Brokenness leads to clarity. But, for the sake of context, let’s focus on mending a broken relationship. If you are genuinely mourning over the damage you have caused, it clarifies what really matters. All other less important things tend to fade away. When you realize what you have done… I mean, really grasp it with your heart and mind; that realization impacts the rest of your life. Treating God like an insignificant spouse should make you miserable. It should cause you to weep and mourn over your egregious decisions. But, as Christians, we don’t weep and mourn as one with no hope. Even in our unfaithfulness, God is faithful. He will never leave or forsake us. We know that if we draw near to our Heavenly Father in true repentance, He will forgive us and cleanse us from all of our unrighteousness (1 John 1:9). God’s unwavering faithfulness always offers hope and redemption.

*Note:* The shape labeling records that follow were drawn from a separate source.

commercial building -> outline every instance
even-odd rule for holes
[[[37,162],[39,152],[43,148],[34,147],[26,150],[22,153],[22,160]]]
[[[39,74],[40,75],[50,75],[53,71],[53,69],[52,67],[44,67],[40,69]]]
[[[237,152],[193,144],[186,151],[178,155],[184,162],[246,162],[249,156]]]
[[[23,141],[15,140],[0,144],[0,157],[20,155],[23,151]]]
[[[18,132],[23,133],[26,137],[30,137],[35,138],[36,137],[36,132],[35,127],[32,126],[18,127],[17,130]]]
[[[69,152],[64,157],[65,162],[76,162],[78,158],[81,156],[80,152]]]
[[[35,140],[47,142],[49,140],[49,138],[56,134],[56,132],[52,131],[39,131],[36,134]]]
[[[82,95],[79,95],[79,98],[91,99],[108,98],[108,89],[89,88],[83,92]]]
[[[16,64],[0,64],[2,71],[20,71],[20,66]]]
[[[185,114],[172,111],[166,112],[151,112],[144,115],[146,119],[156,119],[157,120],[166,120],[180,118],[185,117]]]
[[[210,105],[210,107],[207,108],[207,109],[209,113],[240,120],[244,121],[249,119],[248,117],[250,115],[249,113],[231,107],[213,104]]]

Reaction. To cleanse and purify ourselves, we must first mourn and weep over our sins.The command to Cleanse and Purify are priestly terms. The Old Testament Priests had to be ritually clean and purified before presenting sacrifices for Israel’s sins to God. Now, in the New Covenant, every believer is part of the Royal Priesthood. We don’t make sacrifices for sins, but we do point to Christ, who was the once-for-all sacrifice, and we are called to be pure and blameless in His sight and the sight of unbelievers. How can we do that effectively if we are consistently wallowing in filth and constantly chasing carnal desires? Didn’t James tell us clearly in 1:21 to put away all moral filth and humbly receive the implanted word?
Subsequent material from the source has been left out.